No necesito repasar los detalles de la confesión y liberación de Von Kempelen (tan lejos como fue), ya que éstos son conocidos por el público. Que él finalmente ha realizado, en espíritu y en efecto, aunque no al pie de la letra, la vieja quimera de la piedra filosofal, ninguna persona sana tiene la libertad de dudarlo. Las opiniones de Arago merecen, por supuesto, la mayor consideración; pero de ninguna manera él es infalible; y lo que dice del bismuto, en su reporte a la Academia, debe ser tomado cum grano salis. La simple verdad es, que hasta este momento todo análisis ha fallado; y hasta Von Kempelen elige dejarnos tener la llave de su propio enigma publicado, es más que probable que el asunto quede, por años, en statu quo. Todo lo que hasta ahora se puede decir que se conozca medianamente es, que ‘el oro puro puede ser hecho a voluntad, y muy fácilmente mediante plomo en contacto con otras ciertas sustancias, de tipos y en proporciones, desconocidas.’

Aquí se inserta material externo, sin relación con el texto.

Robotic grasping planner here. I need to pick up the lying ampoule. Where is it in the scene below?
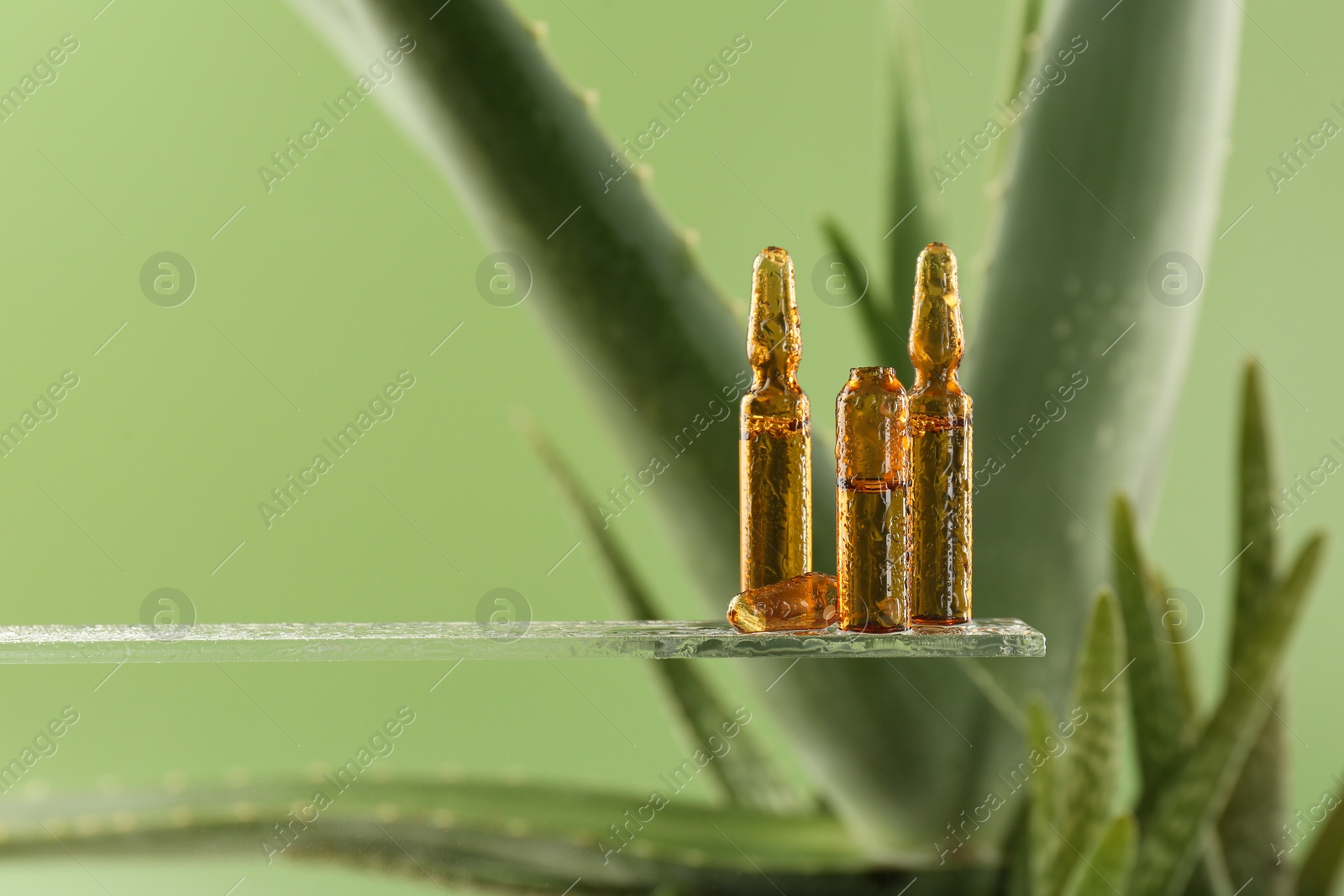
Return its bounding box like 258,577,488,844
910,244,972,625
836,367,910,631
728,572,836,631
738,246,811,591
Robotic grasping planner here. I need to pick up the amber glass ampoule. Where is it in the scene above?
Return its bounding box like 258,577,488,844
728,572,836,631
910,244,972,625
738,246,811,591
836,367,910,631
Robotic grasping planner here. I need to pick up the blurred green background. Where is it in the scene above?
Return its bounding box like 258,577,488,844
0,0,1344,896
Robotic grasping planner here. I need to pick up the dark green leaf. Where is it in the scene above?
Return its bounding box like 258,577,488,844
1131,535,1324,896
1044,591,1124,894
1218,361,1289,893
1063,815,1136,896
1111,495,1191,818
949,0,1242,849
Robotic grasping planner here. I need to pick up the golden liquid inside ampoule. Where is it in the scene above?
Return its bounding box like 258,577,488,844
728,572,836,631
910,244,972,625
738,246,811,591
836,367,910,631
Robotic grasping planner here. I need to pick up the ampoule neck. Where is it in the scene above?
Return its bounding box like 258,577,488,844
748,246,802,392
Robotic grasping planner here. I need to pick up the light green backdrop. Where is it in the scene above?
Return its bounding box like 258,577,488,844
0,0,1344,896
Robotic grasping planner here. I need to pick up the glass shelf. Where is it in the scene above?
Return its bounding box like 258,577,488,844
0,619,1046,663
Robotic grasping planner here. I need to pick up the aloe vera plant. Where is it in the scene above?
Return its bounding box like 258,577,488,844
0,0,1344,896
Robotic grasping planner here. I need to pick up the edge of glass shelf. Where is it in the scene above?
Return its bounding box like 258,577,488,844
0,619,1046,663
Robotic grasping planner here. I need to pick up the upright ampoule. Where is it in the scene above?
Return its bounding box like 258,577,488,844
738,246,811,591
910,244,972,625
836,367,910,631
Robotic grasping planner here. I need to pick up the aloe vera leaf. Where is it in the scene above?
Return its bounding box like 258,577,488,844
1131,535,1324,896
1026,699,1064,896
526,426,804,813
993,800,1035,896
1043,591,1124,894
822,217,912,370
296,0,995,861
963,0,1242,832
1297,777,1344,896
869,1,948,385
1111,495,1191,800
1218,361,1289,893
297,0,750,595
1063,815,1137,896
985,0,1046,199
976,0,1046,283
0,760,902,893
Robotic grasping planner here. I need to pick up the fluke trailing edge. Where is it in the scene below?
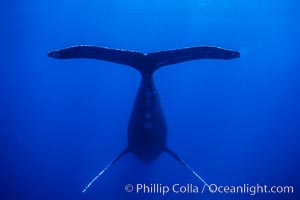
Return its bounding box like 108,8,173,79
48,45,240,192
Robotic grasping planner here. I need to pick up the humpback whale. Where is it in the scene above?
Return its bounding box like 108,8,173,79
48,45,240,192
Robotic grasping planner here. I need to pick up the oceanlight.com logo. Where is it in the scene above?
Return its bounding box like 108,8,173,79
202,184,294,196
125,183,294,196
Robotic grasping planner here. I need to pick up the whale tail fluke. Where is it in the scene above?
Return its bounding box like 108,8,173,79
48,45,240,73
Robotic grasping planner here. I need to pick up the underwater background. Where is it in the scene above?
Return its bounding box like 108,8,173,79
0,0,300,200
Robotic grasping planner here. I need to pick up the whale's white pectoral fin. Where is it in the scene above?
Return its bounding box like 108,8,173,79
165,148,210,188
82,148,129,193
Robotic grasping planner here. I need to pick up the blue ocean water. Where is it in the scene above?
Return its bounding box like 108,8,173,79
0,0,300,200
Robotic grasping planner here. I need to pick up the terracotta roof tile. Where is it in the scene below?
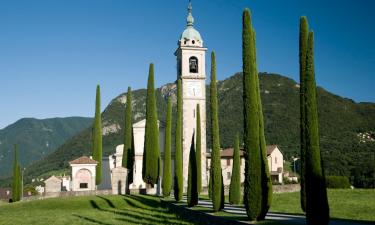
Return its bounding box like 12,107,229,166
69,156,98,164
207,145,277,158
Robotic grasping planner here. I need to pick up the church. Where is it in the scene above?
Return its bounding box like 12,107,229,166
109,2,208,193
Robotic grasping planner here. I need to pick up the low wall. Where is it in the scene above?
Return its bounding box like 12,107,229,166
272,184,301,193
201,184,301,195
22,190,112,201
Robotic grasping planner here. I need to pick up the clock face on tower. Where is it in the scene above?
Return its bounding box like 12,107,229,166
186,81,202,97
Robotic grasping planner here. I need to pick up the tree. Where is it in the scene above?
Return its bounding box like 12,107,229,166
299,16,309,212
208,167,212,200
242,9,262,220
253,37,273,220
196,104,202,194
229,134,241,204
142,63,160,187
122,87,134,184
162,97,172,197
187,134,198,207
92,85,103,185
220,173,225,210
210,52,221,212
174,79,184,201
304,31,329,225
12,145,23,202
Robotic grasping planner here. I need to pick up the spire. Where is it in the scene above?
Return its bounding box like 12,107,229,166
186,0,194,27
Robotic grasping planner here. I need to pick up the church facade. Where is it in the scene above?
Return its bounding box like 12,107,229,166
175,0,207,191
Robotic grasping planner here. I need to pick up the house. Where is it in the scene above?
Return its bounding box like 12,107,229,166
69,156,98,191
109,119,167,194
0,188,12,201
207,145,284,186
43,175,70,193
44,176,62,193
266,145,284,184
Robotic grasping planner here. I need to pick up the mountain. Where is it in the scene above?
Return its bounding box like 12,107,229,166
0,117,92,177
3,73,375,187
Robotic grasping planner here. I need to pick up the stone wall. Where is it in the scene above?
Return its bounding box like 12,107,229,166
272,184,301,193
201,184,301,195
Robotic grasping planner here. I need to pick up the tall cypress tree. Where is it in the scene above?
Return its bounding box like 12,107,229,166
304,31,329,225
162,97,172,197
122,87,134,184
242,9,262,220
196,104,202,194
187,134,198,207
12,145,21,202
142,63,160,187
299,16,309,211
92,85,103,185
210,52,222,211
252,33,272,220
229,134,241,204
220,173,225,210
174,79,184,201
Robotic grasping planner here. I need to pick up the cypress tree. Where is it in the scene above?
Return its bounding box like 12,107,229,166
162,97,172,197
253,33,272,220
304,31,329,225
208,166,212,199
196,104,202,194
174,79,184,201
92,85,103,185
220,173,225,210
210,52,222,212
142,63,160,187
12,145,21,202
187,134,198,207
299,16,309,212
242,9,262,220
122,87,134,184
229,134,241,204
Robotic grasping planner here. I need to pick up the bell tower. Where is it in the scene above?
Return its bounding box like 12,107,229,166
175,2,208,191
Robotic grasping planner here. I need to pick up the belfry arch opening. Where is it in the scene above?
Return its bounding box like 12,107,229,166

La especulación, por supuesto, está ocupada en lo referente a los resultados inmediatos y últimos de este descubrimiento –un descubrimiento que pocas personas pensantes vacilarán en vincular al crecido interés por el asunto del oro en general, debido a los tardíos desarrollos en California; y esta reflexión nos lleva inevitablemente a otra– la excesiva falta de oportunismo del análisis de Von Kempelen. Si muchos se previnieron de aventurarse a California, por la mera noción de que el oro disminuiría tan materialmente su valor, a cuenta de su abundancia en las minas de allí, como para aportar la especulación de que un dubitativo vaya tan lejos en su búsqueda – ¿que impresión será forjada ahora, en las mentes de quienes están a punto de emigrar, y especialmente en las mentes de quienes de hecho están en la región mineral, por el anuncio de este asombroso descubrimiento de Von Kempelen? Un descubrimiento que declara, en tantas palabras, que más allá de su utilidad intrínseca para propósitos de manufactura (lo que sea que se entienda por utilidad), el oro ahora no tiene, o al menos pronto no tendrá (porque no puede suponerse que Von Kempelen pueda retener mucho tiempo su secreto), mucho más valor que el plomo, y un valor mucho menor que la plata. Es, por cierto, excesivamente difícil especular sobre las consecuencias futuras del descubrimiento, pero una cosa puede ser sostenida positivamente – que el anuncio del descubrimiento seis meses atrás hubiera tenido una influencia material sobre la colonización de California.

En Europa, hasta ahora, los resultados más llamativos han sido una alza del doscientos por ciento en el valor del plomo, y aproximadamente veinticinco por ciento en el de la plata".